From a purely transactional point of view, you can use a journal entry to move the loss amount from
Fixed assets - loss on disposal to some other account you create to go with the tracking code. But that leaves you with the problem that you originally acquired the fixed asset at the top business level, without assigning it to any tracking code. So you would be misstating the performance of the division for which the tracking code was intended. If you really want to monitor fixed assets by division (which is what tracking codes were meant for), I think you’re back to custom control accounts.
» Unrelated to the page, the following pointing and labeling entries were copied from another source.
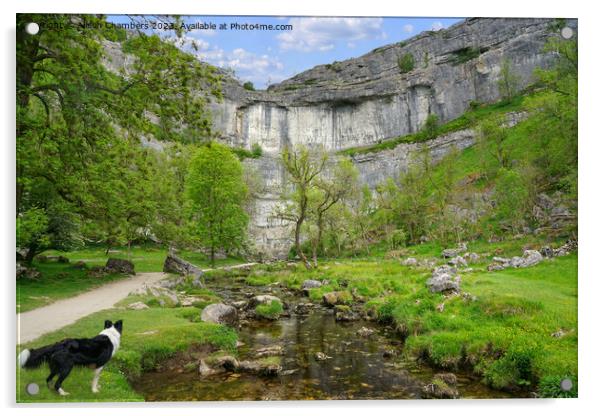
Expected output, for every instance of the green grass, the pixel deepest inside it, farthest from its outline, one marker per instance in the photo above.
(149, 336)
(60, 281)
(465, 121)
(505, 336)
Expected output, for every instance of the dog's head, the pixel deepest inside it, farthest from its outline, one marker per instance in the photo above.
(118, 325)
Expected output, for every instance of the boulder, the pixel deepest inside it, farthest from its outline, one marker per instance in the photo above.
(271, 351)
(119, 266)
(260, 367)
(262, 300)
(138, 306)
(453, 252)
(320, 356)
(80, 265)
(334, 298)
(176, 265)
(303, 308)
(443, 386)
(344, 313)
(410, 261)
(444, 279)
(25, 272)
(457, 261)
(365, 332)
(220, 313)
(307, 285)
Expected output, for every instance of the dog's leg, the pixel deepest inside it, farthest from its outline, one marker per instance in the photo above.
(63, 374)
(95, 386)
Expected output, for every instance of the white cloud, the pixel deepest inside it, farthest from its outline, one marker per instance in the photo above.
(248, 66)
(437, 26)
(321, 34)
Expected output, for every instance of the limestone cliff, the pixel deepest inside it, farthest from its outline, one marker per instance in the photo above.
(365, 100)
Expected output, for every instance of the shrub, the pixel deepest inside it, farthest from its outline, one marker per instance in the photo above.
(405, 63)
(270, 310)
(550, 387)
(256, 150)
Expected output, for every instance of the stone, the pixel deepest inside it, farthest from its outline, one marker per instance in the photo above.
(444, 279)
(262, 300)
(119, 266)
(80, 265)
(25, 272)
(457, 261)
(310, 284)
(410, 261)
(265, 368)
(453, 252)
(138, 306)
(365, 332)
(270, 351)
(219, 313)
(176, 265)
(331, 299)
(345, 314)
(443, 386)
(303, 308)
(320, 356)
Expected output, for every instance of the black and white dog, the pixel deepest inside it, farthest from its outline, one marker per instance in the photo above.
(64, 355)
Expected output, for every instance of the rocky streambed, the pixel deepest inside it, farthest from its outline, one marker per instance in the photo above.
(312, 351)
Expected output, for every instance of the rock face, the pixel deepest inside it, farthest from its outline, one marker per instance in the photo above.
(219, 313)
(368, 99)
(443, 279)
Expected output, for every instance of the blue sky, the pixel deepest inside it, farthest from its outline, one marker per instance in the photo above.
(265, 57)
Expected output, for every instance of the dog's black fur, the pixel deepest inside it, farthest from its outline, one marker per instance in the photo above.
(64, 355)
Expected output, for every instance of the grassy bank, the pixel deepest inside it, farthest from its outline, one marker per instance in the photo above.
(467, 120)
(150, 336)
(517, 328)
(61, 281)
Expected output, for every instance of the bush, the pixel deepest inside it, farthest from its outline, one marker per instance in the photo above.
(550, 387)
(270, 310)
(256, 150)
(406, 63)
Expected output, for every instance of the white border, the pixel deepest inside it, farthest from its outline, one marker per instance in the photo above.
(590, 176)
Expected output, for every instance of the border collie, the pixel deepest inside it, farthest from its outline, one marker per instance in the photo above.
(85, 352)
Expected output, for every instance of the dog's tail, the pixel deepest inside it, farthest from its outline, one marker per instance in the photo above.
(33, 358)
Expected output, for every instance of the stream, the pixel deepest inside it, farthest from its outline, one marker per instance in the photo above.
(355, 367)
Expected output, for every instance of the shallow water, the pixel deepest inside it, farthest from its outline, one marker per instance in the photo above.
(357, 367)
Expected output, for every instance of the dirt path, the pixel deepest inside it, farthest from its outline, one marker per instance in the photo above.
(32, 324)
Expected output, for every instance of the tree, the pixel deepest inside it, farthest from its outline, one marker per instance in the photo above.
(508, 81)
(217, 192)
(326, 193)
(511, 196)
(303, 168)
(74, 108)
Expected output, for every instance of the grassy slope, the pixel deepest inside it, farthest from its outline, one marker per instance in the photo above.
(465, 121)
(60, 281)
(507, 328)
(150, 336)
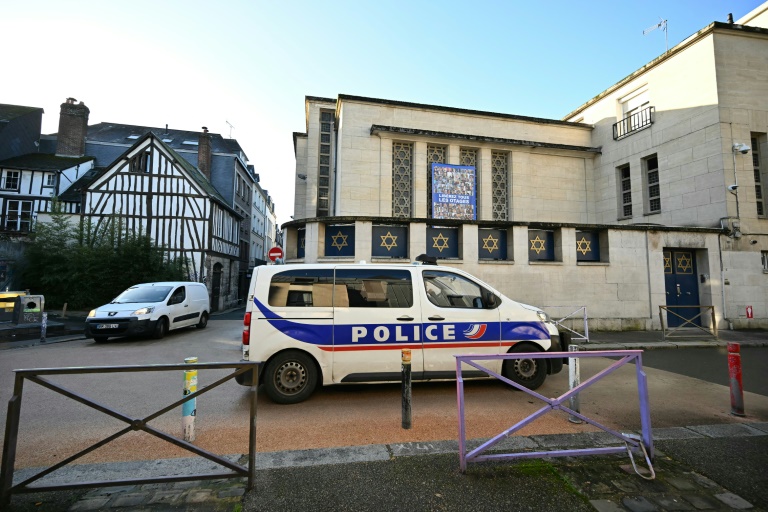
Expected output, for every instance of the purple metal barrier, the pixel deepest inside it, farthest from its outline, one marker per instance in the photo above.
(645, 443)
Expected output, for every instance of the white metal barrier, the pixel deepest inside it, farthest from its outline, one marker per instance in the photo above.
(580, 311)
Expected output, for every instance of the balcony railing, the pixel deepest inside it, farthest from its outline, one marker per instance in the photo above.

The specific case here is for a residential rental business. For tax purposes, closing costs and loan points can be depreciated linearly over the duration of the mortgage. If the mortgage is paid off early, the costs and points can be disposed of as a loss. So it’s not really an “asset” in the conventional sense I’m dealing with, but accounting-wise it ought to be no different. For my purposes it’s close enough. It’s an asset inasmuch as its value is that it generates tax savings over time.
So it makes sense that the initial appearance of the asset wasn’t tagged with a tracking code. It was just an asset conversion from cash into another form. It wasn’t received as an income. But the depreciation and loss are definitely expenses, and the IRS requires that these expenses be broken out on a per-property basis. I assign each property a unique tracking code to tag these and other related incomes and expenses.
Perhaps there’s a different way I should track this that would be better suited to the Manager way of doing things?
Well, now that you’ve revealed that this is a US situation, you are right in treating this as a fixed asset, as that is indeed what the IRS requires.
In this specific situation, I think you might actually be able to depreciate the remaining book value since it ends up reducing gain. But I’m no CPA, and as you know, real estate taxation is complex. I think it will come down to whether the accelerated write-off of points and closing costs is allowable as a deduction or only reduces capital gain on the property. If your accountant says it goes as a current deduction, then just enter a depreciation amount into Manager to zero out book value, and it will appear in the annual depreciation expense account. If it goes to reduce gain, then use a journal entry to transfer it from
Fixed assets - loss on disposal to wherever it needs to go, which may depend on what you’re doing with the proceeds of the sale. Whatever the accountant says you should do, Manager can handle it.
It’s a refinance in this case, so definitely an expense since there isn’t a capital gain against which it could be an offset. I’ll go ahead and write it off as depreciation and then dispose of the $0-value asset. It accounts for the loss as depreciation instead of disposal on the P&L, but for my purposes I don’t think that matters.